Theo Verelst Z80 System Page
To give the synth on my other pages Midi and automated and programmable
controls, a microprocessor is desirable. An of-the shelf card or PIC processor
could do, but I chose to (re-) do a Z80 design, and give it loads of IO
lines, and the properties needed to do all inds of prototyping.
Below is a picture of (one of the) prototypes, showing de CPU-card, programming
hardware, and the keyboard.
The properties of the system are: Z80 CMOS CPU (at 2 to 40 (!) MHz,
at least one of the prototypes ran at that speed), a battery backed RAM
(currently 8Kbyte), display and keyboard interfaces, and the rest of the
(random) logic to make the system work.
Top view of the display unit:
Except for the adaptations in the lower right which were to dispable
a power surging archaic static ram , and to make a different, simpler,
interface, all parts were soldered about 15 years ago, and were in fact
quite advanced for those days, since the applied CMOS parts were already
very low power, so the whole display unit can run a fractions of a milli-Amp,
except for the LED segments.
Bottom view of the display unit:
I've done some simple programs on this prototype to test memory access,
stack handling, and basic IO, followed by a program to drive the
display unit described above. basically the display's are addressed in
a row, and display a message prepared in a 16 byte long memory image.
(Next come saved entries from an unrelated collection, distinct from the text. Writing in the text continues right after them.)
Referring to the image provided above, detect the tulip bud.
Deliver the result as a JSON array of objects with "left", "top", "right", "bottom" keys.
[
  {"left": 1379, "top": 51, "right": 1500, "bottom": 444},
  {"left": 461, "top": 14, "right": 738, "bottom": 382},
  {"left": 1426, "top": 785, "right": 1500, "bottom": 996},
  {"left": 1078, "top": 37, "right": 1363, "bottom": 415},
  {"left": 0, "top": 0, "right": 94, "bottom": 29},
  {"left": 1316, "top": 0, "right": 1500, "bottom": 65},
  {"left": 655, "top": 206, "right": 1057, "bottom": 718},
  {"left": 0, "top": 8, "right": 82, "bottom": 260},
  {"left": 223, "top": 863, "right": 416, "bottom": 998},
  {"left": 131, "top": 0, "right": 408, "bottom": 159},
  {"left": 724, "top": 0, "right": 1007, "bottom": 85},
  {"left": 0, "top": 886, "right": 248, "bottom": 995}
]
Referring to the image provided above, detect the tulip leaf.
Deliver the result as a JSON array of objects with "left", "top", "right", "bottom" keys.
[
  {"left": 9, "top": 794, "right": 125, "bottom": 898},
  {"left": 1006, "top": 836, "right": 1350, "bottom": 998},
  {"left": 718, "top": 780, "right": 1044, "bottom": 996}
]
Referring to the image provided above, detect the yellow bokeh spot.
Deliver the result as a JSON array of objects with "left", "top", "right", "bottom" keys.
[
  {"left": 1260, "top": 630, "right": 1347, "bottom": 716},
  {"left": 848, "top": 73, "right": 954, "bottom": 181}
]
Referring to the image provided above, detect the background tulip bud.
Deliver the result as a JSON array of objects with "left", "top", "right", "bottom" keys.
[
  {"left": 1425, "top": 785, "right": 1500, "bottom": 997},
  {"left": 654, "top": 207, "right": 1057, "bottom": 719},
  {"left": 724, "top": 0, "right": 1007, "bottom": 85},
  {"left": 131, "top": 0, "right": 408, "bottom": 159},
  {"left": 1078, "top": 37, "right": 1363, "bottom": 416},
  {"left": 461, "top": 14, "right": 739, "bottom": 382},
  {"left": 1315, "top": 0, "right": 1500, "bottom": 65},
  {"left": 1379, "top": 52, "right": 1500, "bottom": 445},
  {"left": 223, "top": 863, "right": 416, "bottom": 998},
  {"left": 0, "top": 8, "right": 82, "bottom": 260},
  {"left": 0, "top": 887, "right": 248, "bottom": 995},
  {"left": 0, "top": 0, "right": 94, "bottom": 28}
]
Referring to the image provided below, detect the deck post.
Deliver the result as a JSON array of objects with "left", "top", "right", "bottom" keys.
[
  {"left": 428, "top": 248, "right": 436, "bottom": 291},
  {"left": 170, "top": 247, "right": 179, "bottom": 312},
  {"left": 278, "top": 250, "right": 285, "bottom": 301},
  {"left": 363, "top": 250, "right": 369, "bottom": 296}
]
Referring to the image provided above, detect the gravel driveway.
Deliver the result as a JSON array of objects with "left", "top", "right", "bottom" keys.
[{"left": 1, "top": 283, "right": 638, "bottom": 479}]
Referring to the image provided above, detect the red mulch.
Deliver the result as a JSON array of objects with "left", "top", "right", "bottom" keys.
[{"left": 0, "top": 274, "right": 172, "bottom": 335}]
By
shifting the memory image, a text can be scrolled.
I've laid hands on a set of 5x7 segment LED displays, that I'll use to
make a display with better alpha-numerical capacities, at the expense of
more power usage and hardware. As a display unit for the synthesizer and
other audio equipment, this seems a cost effective and very desirable option,
since it beats LCD's by far in readability and speed.